COUNTER: Integrating wind tunnel experiments and numerical simulations to a deeper level: A novel methodology using structured data-driven models
An important challenge in the operation and maintenance of wind turbines is the accurate prediction of the unsteady aerodynamic and hydrodynamic loads on the turbine rotor and the tower. Where before wind tunnel experiments were used to determine the aerodynamics of turbine rotors, computational fluid dynamics (CFD) simulations have largely overtaken that key role in the last few decades. Sometimes both experiments and simulations are available, but few strategies exist to combine them.

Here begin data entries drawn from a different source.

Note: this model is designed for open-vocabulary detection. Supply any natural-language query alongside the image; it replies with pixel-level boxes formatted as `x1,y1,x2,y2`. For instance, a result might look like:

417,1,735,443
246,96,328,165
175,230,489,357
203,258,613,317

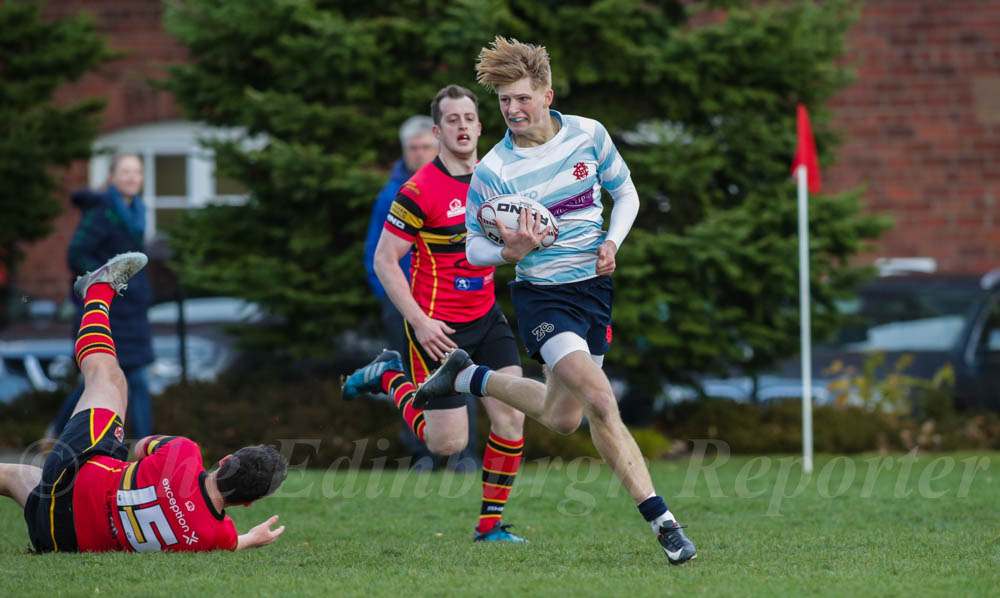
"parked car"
667,269,1000,411
0,297,261,402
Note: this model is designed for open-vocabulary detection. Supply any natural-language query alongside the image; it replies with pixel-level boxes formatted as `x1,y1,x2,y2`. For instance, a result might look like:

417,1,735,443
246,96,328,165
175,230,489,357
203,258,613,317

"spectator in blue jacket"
49,154,153,438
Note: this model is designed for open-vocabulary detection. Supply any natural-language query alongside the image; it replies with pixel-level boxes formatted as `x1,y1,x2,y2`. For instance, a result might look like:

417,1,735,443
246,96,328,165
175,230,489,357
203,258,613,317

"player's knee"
492,408,524,438
584,393,619,425
549,414,583,435
96,363,128,397
425,436,469,457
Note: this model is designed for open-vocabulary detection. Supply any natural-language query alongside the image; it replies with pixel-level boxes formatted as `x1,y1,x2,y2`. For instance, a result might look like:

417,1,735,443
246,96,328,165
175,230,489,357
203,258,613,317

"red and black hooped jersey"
73,436,238,552
385,158,496,322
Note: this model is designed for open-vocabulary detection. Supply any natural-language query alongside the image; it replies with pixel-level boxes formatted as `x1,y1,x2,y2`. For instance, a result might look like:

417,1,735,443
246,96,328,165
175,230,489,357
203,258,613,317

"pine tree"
0,0,114,270
167,0,887,389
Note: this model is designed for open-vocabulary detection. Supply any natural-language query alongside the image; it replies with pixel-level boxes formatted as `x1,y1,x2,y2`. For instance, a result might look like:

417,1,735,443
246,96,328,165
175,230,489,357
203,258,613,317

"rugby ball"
476,194,559,251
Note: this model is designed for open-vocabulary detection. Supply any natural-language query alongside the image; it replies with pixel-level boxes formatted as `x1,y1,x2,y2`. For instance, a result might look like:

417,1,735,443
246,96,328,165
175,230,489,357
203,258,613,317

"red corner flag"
792,104,820,193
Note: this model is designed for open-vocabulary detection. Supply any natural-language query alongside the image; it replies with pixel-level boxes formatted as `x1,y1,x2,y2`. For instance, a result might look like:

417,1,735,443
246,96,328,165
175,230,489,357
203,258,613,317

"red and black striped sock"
382,370,424,442
476,432,524,533
76,282,118,367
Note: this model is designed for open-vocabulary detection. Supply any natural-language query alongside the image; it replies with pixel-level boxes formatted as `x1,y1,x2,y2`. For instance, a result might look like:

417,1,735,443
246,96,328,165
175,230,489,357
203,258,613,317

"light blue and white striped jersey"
465,110,629,284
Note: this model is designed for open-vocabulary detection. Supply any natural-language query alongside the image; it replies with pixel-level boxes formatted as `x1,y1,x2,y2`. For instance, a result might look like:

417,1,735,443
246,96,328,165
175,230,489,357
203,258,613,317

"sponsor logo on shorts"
531,322,556,341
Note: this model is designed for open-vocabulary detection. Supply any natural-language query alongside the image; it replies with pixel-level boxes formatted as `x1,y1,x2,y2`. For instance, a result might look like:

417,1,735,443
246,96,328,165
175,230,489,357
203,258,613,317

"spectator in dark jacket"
50,154,153,438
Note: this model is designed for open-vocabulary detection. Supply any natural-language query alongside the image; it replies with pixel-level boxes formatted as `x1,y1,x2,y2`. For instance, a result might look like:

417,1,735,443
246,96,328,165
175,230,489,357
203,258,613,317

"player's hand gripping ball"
476,195,559,251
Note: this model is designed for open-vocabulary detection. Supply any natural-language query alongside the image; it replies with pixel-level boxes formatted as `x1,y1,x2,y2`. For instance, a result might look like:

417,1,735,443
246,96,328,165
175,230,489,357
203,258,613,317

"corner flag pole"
792,104,820,473
795,166,812,473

The goal of this project is to create a framework for the development of a data-driven co‐simulation model that fuses data from computational fluid dynamics and experimental data from wind tunnel tests. Such co-simulation models will provide better insight and offer more efficient numerical tools for the study of complex, unsteady, nonlinear aerodynamics, e.g. in the context of the development of a digital twin.
The project will focus on two canonical systems that are representative for typical unsteady aerodynamics loads: a pitching wing and a cylinder oscillating transversely to the flow, but the principles of smart data-driven modelling for co-simulation purposes will be more broadly applicable and beneficial.
This project is funded by the Research Foundation – Flanders (Fonds voor Wetenschappelijk Onderzoek) as a FWO fellowship with project number 1S90123N.